As the sun came down, I found myself at the bottom of the hill with the castle right in front of me. The sun dipped behind its walls and I sat on the ground to rest a bit. It was a relief to me that I would be at the castle before nightfall. I didn’t think I could manage another night outside. I was downright exhausted as it was.
Then I saw someone come out of a large black door in the white stone wall. He was half as tall as the door, but he walked with a determination I had never seen in a human being before. I got to my feet to greet him since it didn’t seem right to meet someone important crumpled in a sniveling heap on the ground. I would have been more poised, except it wasn’t easy to stand up again after I had sat down. I stood up and forced my back to be straight. I was a princess after all.
As the man got closer, my breathing and heartbeat became funny. Somewhere in the back of my head, I had been expecting it, but that didn’t stop me from being surprised when I actually saw it.

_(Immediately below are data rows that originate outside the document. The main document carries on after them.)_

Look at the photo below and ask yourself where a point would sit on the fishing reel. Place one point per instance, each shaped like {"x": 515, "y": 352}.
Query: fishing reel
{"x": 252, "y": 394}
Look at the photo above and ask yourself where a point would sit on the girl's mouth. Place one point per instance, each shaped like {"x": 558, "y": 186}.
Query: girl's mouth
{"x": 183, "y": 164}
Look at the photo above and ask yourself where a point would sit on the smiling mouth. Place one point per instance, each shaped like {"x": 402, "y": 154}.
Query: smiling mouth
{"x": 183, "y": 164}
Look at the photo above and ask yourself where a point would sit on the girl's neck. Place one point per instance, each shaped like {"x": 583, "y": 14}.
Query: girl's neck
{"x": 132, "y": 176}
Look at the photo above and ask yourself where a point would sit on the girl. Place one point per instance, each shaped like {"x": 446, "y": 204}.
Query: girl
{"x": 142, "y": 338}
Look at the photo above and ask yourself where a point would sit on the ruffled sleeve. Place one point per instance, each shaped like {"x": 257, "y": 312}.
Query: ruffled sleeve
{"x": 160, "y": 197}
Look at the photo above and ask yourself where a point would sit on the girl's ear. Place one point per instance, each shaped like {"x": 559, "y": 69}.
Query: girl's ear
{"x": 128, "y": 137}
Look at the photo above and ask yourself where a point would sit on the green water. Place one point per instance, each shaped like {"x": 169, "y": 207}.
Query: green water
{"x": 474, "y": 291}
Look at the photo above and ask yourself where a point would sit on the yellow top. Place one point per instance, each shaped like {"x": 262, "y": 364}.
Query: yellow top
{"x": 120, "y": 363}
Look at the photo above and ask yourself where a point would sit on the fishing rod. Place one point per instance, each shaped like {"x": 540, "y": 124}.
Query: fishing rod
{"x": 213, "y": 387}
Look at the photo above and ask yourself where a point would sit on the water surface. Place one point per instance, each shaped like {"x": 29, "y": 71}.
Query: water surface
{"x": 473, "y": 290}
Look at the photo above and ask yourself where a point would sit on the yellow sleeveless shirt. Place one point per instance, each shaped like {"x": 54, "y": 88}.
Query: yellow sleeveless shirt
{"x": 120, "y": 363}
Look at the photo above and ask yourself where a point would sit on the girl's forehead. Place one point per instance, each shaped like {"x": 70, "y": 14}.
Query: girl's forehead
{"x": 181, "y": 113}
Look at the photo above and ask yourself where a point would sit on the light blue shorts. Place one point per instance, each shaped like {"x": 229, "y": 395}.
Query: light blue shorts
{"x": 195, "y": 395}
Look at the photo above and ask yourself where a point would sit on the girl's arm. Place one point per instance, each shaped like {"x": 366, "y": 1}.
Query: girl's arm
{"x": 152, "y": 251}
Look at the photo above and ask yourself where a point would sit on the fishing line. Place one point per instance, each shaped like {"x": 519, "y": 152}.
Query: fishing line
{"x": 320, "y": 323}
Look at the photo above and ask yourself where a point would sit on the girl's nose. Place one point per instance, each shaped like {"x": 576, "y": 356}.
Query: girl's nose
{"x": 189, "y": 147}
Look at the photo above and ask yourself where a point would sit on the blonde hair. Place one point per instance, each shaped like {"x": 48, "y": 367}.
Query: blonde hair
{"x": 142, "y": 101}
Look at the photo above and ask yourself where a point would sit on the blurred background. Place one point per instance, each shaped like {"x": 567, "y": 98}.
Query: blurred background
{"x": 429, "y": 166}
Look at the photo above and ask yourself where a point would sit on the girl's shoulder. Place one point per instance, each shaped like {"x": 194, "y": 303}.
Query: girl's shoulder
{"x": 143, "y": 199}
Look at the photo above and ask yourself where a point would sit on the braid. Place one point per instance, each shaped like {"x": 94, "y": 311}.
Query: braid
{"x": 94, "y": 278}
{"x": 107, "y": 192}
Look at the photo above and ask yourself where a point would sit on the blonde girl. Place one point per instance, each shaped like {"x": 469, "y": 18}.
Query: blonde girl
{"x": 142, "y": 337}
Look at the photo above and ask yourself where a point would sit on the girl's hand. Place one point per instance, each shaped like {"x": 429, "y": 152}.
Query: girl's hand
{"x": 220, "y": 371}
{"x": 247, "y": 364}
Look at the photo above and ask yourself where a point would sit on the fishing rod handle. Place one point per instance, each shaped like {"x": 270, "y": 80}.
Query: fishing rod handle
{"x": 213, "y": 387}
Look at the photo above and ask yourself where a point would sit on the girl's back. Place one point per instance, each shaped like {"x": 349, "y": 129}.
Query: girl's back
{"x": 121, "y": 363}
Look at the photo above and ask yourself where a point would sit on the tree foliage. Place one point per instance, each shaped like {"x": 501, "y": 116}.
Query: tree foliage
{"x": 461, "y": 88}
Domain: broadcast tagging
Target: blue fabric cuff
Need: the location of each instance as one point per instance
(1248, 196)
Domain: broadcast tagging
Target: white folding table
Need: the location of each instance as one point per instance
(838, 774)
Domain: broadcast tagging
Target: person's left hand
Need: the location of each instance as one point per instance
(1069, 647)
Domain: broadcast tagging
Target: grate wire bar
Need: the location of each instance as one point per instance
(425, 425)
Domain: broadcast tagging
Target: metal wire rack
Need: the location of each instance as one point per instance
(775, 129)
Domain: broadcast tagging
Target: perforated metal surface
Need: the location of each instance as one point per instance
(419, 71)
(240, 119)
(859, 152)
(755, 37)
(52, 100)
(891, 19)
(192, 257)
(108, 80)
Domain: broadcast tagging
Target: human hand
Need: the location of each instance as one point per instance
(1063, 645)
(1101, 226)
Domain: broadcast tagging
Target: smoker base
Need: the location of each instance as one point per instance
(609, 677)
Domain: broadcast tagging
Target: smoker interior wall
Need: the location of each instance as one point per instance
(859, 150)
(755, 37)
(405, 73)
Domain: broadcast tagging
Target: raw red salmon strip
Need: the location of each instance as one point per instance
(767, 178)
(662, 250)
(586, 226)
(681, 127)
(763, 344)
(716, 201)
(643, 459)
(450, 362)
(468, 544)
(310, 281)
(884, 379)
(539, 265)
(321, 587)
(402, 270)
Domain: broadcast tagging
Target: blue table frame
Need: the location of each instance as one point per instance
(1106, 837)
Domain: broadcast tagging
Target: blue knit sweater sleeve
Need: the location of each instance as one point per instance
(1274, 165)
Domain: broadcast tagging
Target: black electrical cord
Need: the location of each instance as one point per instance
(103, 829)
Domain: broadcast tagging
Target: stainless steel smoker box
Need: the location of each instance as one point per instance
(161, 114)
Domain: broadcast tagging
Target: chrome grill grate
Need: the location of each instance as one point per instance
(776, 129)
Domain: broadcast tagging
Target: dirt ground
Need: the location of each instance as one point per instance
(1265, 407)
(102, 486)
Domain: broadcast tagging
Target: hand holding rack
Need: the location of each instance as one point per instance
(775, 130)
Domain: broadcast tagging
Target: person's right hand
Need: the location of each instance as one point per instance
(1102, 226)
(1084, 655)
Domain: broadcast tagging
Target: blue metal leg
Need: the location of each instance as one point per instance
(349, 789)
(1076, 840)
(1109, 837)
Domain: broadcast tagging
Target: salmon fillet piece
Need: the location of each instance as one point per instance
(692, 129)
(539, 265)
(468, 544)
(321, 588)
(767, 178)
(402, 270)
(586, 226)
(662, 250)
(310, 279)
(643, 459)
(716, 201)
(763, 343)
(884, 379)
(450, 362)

Walking toward me was Evander. His hair was completely straight and tied back in a low ponytail. It was Evander, except that he looked strange. The expression on his face wasn’t boredom or mild irritation; it was furious indignation. Toward me? What for? I didn’t do anything wrong. I stumbled two steps backward before he stopped in front of me. I grabbed the folds of my skirt and half prepared to curtsy.
He wore a dark brown leather vest, done up with bronze buckles, and dark wool trousers with heavy boots showing under them. His arms were wrapped in bandages that seemed to be made out of the same material as my dress. They covered both his forearms and his left shoulder. His skin was super brown by contrast, but the Evander I knew always had a tan.
He was angry and it seemed to grow with each passing second. That was why I was so surprised by what he said. “I’m Tremor,” he said – leaving the ‘prince’ part out entirely. “And I want you to know that what happened to you was not part of my plan.”
“How do you know what happened to me?” I rasped. I couldn’t help rasping. My throat was dry.
“I wrote in my letter that I sent someone to follow you. Did you see anyone?”
“No,” I whispered. “But someone rescued my dress and brought it back for me. I guess they left though, not wanting to embarrass me by seeing me…” I trailed off. I couldn’t finish that sentence.
“It doesn’t matter,” he said, suddenly closing in on me. “The real question is whether or not you still want to marry me after all you’ve been through for my sake?”
I stared. If I had known he was the prize at the end of the journey, I would have been willing to go through it again. “I want to,” I said, quietly.
After that he didn’t say another word, he simply swung me into his arms and happily off my aching feet. I rested my head on his chest and closed my eyes as he carried me up that last road to the castle.